レギュラーガソリンとハイオクガソリンとでは、燃焼に適した条件は一致しない。すなわち、同じ燃焼条件でも、レギュラーガソリンとハイオクガソリンの双方を適切に燃焼できる場合がある。その一方で、レギュラーガソリンに適した燃焼条件ではハイオクガソリンを適切に燃焼できない場合や、ハイオクガソリンに適した燃焼条件ではレギュラーガソリンを適切に燃焼できない場合がある。
特に、このエンジン1では、上述したように、SPCCI燃焼を行う。SPCCI燃焼では、高度な燃焼制御が要求されるため、オクタン価の異なる燃料が用いられると、燃焼が不安定になり易い。そこで、このエンジン1では、レギュラーガソリン及びハイオクガソリンのいずれを用いた場合でも、適切にSPCCI燃焼が行えるように、低オクタン価マップ601及び高オクタン価マップ602のいずれか一方に切り換える。
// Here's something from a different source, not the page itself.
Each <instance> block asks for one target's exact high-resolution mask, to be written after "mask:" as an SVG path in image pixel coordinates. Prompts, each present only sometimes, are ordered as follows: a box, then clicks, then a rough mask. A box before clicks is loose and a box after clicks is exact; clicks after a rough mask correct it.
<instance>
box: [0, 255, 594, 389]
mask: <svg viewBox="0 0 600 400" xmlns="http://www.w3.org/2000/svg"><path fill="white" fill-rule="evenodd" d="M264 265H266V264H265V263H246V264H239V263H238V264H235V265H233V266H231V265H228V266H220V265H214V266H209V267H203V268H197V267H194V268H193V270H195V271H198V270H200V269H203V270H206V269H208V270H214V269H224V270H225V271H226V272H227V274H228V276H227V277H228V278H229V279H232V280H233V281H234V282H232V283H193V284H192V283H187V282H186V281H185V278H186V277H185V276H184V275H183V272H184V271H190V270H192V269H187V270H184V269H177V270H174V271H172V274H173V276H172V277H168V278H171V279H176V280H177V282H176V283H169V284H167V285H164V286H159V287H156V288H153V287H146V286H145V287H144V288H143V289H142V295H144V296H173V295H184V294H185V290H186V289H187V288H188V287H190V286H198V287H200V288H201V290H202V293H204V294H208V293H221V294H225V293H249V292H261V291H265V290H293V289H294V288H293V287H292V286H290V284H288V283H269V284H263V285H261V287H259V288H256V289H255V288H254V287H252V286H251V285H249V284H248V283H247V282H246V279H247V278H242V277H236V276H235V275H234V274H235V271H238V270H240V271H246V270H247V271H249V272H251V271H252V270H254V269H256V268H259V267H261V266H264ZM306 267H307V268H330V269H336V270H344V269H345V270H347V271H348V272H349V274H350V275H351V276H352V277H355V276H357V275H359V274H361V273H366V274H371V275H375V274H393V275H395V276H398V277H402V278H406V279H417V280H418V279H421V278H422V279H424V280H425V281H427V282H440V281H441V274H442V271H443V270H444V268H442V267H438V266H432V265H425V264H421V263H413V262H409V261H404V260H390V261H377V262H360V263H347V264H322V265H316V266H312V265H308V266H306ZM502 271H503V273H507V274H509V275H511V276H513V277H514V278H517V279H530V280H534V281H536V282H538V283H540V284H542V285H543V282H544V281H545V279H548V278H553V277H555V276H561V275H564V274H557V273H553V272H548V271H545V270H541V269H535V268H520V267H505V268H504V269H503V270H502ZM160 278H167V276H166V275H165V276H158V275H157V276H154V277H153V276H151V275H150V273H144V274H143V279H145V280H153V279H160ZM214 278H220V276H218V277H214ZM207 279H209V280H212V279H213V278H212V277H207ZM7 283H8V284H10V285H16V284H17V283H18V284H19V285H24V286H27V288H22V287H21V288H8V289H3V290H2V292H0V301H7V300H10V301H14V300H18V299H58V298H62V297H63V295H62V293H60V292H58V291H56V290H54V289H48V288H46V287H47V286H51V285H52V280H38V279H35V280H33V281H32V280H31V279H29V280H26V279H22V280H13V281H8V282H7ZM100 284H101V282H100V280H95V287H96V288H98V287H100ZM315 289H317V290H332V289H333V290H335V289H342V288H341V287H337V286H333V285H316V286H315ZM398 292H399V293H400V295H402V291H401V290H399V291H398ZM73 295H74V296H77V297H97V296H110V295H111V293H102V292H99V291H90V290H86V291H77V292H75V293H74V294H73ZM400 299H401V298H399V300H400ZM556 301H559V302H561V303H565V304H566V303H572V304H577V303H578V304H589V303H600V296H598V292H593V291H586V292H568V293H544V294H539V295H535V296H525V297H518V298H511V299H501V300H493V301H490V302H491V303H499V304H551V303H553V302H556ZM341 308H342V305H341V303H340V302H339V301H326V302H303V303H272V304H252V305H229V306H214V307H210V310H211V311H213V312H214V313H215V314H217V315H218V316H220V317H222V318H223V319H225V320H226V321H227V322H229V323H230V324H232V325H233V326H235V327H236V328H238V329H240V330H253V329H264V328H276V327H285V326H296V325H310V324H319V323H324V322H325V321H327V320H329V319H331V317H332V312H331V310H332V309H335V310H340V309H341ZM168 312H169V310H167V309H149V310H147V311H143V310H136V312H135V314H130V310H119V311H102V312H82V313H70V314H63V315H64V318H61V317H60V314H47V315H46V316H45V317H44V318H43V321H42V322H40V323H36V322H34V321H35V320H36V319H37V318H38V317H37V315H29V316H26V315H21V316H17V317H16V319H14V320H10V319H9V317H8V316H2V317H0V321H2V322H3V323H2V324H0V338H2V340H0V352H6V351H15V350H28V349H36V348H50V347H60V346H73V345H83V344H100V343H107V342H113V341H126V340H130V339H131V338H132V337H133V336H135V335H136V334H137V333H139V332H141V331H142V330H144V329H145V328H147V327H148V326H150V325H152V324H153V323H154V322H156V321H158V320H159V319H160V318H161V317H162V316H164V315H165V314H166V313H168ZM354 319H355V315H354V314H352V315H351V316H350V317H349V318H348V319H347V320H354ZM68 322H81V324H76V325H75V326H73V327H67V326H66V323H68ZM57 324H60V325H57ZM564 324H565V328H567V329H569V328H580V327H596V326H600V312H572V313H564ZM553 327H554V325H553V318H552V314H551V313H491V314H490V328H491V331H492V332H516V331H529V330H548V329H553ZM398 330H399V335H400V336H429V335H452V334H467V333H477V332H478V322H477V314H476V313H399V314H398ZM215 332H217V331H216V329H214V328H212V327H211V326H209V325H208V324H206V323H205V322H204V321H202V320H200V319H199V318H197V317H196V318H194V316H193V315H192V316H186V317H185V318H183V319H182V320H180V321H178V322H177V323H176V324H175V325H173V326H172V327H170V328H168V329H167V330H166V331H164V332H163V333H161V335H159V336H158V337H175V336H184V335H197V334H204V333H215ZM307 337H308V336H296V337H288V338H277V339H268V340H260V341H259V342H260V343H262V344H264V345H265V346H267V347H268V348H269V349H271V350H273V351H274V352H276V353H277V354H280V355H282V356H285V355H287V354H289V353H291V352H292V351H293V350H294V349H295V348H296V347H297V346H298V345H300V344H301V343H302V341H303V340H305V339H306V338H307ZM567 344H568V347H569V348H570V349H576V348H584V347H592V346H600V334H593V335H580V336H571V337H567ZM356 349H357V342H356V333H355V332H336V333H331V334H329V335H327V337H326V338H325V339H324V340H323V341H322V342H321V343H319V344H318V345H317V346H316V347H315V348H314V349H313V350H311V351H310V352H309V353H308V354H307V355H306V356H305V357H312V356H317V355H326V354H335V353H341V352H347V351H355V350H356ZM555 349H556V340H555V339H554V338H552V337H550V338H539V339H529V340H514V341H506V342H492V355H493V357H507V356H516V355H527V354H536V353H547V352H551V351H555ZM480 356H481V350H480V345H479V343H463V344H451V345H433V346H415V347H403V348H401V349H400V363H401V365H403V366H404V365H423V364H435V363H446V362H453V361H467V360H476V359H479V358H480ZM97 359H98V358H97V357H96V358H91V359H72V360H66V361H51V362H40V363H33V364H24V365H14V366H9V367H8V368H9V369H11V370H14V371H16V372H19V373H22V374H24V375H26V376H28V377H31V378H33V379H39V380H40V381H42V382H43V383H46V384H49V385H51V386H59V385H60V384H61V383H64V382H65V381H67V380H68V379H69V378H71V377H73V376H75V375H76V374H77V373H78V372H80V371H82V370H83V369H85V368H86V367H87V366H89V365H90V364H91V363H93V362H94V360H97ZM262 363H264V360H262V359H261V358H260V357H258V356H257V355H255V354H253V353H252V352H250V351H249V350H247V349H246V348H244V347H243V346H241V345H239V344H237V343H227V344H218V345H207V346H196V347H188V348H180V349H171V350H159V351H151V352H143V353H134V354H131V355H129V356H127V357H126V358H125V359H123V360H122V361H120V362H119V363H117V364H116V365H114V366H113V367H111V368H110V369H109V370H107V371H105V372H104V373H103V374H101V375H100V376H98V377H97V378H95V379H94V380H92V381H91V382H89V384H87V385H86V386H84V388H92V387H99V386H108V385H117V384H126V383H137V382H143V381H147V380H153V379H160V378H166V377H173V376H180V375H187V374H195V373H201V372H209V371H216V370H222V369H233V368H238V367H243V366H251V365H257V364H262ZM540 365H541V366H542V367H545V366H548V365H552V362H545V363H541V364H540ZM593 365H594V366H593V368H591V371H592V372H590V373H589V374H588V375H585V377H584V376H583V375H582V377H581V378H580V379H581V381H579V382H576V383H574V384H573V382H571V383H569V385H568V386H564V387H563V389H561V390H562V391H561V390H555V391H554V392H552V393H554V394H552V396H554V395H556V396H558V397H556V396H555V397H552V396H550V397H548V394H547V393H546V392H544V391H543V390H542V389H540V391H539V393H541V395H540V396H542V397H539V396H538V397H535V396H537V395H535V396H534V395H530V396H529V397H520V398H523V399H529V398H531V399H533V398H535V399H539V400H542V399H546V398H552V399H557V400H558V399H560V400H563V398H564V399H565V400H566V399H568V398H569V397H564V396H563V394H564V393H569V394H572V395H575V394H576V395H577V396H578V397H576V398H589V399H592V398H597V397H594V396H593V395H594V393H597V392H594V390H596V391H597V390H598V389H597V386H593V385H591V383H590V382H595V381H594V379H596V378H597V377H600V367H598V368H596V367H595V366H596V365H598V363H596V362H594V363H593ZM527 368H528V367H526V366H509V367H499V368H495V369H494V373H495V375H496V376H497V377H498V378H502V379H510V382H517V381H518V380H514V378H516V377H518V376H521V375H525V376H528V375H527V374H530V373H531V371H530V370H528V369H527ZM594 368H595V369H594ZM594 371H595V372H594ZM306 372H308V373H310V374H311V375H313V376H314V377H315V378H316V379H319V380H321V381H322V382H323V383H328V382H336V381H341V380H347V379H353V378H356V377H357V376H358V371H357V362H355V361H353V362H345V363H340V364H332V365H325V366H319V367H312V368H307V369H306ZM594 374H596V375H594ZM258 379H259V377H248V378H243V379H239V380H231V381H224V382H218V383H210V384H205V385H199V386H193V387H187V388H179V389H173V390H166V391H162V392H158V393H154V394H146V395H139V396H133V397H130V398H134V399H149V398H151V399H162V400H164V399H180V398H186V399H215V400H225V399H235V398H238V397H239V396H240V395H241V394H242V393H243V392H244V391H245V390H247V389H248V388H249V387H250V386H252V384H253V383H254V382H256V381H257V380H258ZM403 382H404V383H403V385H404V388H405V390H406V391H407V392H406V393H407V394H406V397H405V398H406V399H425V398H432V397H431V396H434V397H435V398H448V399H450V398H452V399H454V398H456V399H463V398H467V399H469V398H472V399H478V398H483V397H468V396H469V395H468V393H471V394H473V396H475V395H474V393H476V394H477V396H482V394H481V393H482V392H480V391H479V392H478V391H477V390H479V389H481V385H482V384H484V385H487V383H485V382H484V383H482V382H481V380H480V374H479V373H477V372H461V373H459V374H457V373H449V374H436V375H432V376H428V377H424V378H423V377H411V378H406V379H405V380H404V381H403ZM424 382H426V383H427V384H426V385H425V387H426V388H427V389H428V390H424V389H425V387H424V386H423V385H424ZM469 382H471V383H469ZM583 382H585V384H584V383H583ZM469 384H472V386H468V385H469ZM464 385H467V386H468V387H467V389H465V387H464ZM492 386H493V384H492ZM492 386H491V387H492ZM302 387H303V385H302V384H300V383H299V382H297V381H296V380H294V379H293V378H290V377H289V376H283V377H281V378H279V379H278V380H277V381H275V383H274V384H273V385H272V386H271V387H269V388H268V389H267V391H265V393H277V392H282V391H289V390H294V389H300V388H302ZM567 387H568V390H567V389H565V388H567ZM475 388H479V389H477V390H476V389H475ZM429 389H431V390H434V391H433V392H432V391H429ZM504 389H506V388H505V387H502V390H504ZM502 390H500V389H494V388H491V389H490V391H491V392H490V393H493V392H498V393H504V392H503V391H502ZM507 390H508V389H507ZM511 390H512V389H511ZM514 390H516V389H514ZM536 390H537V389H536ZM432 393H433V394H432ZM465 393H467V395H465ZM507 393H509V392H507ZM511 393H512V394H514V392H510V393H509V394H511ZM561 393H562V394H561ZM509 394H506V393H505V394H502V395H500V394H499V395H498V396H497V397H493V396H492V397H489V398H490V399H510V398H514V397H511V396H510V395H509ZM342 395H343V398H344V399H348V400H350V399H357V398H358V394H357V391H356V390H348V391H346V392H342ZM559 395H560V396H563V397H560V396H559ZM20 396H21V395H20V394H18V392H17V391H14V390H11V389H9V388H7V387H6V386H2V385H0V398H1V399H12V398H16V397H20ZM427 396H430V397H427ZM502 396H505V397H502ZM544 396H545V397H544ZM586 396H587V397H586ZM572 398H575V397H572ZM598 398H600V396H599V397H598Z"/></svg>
低オクタン価マップ601には、主に、オクタン価が低い燃料(ここでは主にレギュラーガソリン)に適した条件が設定されている。高オクタン価マップ602には、主に、オクタン価が高い燃料(ここでは主にハイオクガソリン)に適した条件が設定されている。
低オクタン価マップ601及び高オクタン価マップ602の各々には、燃焼に関連する主な制御条件について、エンジン1の全運転領域における回転速度の高低、及びエンジン1の全運転領域における負荷の高低に対応した値が設定されている。低オクタン価マップ601及び高オクタン価マップ602は、いずれもメモリ102内に格納されている。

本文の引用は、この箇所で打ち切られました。